4. Problematik des Solospiels:
Häufig verbindet sich mit dem Solospiel die allzu souveräne Haltung, sich und anderen zeigen zu wollen, dass man mit sich selbst anfangen kann. Diese Haltung ist z.B. in der klassischen Musik, aber auch im Alltagsleben gewollt und „normal“. Die (der) Solist(in) soll/ will dann zeigen, dass sie/ er anfangen kann und sich von der leiblichen Übereinstimmung mit sich, ihrem/ seinem „Ich zeige euch, ich kann es“ leiten lässt.

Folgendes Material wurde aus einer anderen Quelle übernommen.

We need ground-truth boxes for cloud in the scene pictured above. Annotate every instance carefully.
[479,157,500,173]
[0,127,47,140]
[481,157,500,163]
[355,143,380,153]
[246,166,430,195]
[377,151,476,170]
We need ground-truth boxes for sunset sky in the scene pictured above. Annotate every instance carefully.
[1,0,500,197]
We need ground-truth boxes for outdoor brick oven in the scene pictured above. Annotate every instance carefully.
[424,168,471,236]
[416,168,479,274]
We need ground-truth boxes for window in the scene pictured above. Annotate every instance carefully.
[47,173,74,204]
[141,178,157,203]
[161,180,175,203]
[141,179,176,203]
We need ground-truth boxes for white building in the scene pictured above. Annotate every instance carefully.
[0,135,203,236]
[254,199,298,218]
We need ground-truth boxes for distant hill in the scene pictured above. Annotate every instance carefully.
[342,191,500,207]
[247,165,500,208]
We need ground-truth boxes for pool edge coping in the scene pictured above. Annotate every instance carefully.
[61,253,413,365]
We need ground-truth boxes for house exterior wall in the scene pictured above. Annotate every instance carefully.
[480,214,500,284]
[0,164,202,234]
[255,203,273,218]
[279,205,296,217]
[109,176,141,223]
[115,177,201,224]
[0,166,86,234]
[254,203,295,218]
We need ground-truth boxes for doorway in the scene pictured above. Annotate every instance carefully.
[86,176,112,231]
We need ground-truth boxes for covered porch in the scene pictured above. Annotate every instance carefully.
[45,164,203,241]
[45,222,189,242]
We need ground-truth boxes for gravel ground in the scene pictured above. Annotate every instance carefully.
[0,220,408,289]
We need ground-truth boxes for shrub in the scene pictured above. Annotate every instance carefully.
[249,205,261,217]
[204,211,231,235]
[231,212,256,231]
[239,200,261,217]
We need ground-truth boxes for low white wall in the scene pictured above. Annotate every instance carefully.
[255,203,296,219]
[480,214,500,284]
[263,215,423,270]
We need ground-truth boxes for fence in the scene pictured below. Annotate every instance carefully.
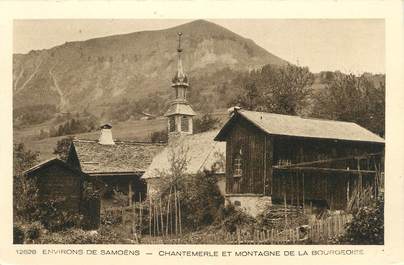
[309,213,352,243]
[142,213,352,244]
[101,205,351,244]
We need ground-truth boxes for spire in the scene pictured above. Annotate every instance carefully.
[172,32,188,85]
[165,32,195,138]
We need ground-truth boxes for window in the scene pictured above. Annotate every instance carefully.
[169,117,176,132]
[233,148,243,177]
[231,147,243,193]
[181,116,189,132]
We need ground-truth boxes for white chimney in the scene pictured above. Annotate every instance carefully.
[227,106,242,116]
[99,124,115,145]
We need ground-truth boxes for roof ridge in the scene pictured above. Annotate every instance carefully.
[23,157,83,176]
[187,129,220,137]
[240,109,357,124]
[74,138,167,146]
[213,109,384,143]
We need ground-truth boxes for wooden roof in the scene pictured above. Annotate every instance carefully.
[142,130,226,179]
[215,109,385,144]
[24,158,84,177]
[164,102,196,116]
[71,139,166,175]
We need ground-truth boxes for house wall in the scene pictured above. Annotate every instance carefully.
[222,115,384,211]
[271,136,384,210]
[34,164,83,214]
[272,136,384,170]
[225,118,271,195]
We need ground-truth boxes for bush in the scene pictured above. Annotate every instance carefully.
[193,113,221,133]
[339,192,384,244]
[101,211,122,226]
[179,172,225,230]
[217,204,256,233]
[13,224,25,244]
[49,114,99,137]
[53,136,74,161]
[24,221,43,241]
[153,143,225,232]
[17,174,84,232]
[37,226,126,244]
[38,199,83,232]
[13,143,39,220]
[150,130,168,143]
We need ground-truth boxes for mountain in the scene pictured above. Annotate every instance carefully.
[13,19,288,121]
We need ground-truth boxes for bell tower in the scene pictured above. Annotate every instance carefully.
[165,32,196,138]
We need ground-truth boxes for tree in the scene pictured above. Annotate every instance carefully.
[150,130,168,143]
[267,64,314,115]
[193,113,221,134]
[13,143,39,177]
[312,72,385,136]
[13,143,39,220]
[229,64,314,115]
[153,142,224,231]
[53,136,74,161]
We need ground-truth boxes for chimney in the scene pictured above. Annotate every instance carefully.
[99,124,115,145]
[227,106,242,116]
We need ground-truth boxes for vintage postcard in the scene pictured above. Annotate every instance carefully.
[1,1,404,265]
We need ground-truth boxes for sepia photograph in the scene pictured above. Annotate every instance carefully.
[12,18,386,245]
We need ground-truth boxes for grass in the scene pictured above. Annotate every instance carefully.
[14,110,230,162]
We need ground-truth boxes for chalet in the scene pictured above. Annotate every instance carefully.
[67,124,165,209]
[24,158,85,216]
[214,108,385,216]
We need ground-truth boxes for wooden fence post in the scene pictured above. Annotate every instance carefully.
[149,196,152,237]
[139,197,143,237]
[284,191,287,228]
[159,198,164,236]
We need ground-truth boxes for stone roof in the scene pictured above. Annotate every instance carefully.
[215,110,385,144]
[142,130,226,179]
[71,139,166,175]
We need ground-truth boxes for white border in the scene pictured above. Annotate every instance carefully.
[0,1,403,265]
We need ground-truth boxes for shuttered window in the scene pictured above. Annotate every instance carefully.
[233,149,243,177]
[181,116,189,132]
[169,117,176,132]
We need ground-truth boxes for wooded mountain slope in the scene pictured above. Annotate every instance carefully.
[13,19,287,119]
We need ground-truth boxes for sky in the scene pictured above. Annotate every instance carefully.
[13,19,385,74]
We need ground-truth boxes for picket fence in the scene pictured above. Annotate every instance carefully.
[142,213,352,244]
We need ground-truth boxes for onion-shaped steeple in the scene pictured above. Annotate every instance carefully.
[171,32,189,87]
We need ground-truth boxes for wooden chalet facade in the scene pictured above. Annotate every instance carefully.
[24,158,85,215]
[215,109,384,214]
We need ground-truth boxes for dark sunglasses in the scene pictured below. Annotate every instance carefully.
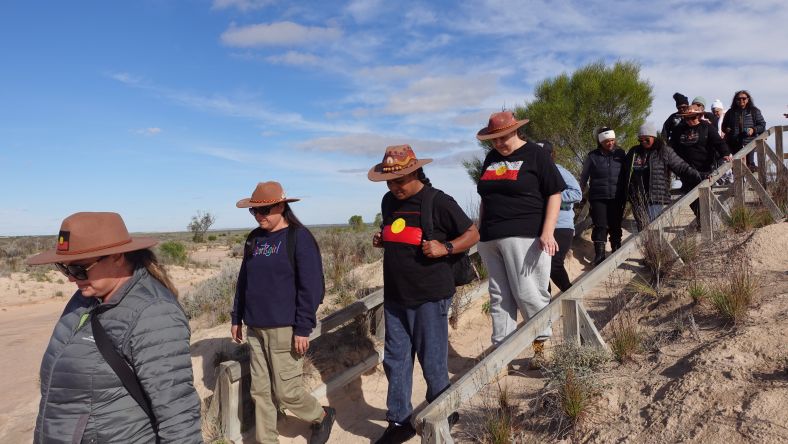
[55,256,106,280]
[248,204,278,216]
[736,96,749,101]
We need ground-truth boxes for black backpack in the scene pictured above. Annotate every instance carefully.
[382,187,477,286]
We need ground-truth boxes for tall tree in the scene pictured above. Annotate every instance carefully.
[464,60,653,181]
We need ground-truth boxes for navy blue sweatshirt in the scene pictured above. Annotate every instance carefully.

Dieser „Egoismus“ ist aber begrenzt durch die ängstliche Strategie der Fehlervermeidung (=> oft Lampenfieber).
In der Improvisation können wir uns dessen bewusst werden und versuchen, den vermeintlich perfekten, souveränen, egoistischen Solisten vom Sockel zu holen, durch:
a. Das „Gehabe“ der Solistin/ des Solisten ignorieren, sogar bis zum Platzverweis
(Problem bei der „Offenen Bühne“: sollte man renitente Partizipierende (Hyperegos) vor die Tür setzen? => Gefahr: Destruktive Lösung für den Gemeinschaftsgeist!).
b. Geschickte Kommunikation und musikalische Einbindung des solistischen Spiels in die Gruppe (Offenheit bewahren, Spielerische Angebote an die Solistin/ den Solisten richten, von dort kommende Angebote aufgreifen und einbinden.)
c. Akzeptieren, dass eine Solistin/ ein Solist zunächst eher von ihrer/ seiner individuellen leiblichen Erfahrung ausgeht, sich aber dann möglichst gut ins Kollektiv, das (wie gesagt) von einer Anfangs-Unmöglichkeit (nicht nur am Anfang, sondern bei allen überraschenden, neuen, erstaunlichen Augenblicken während des Spiels!) geprägt ist, konstruktiv einfügt.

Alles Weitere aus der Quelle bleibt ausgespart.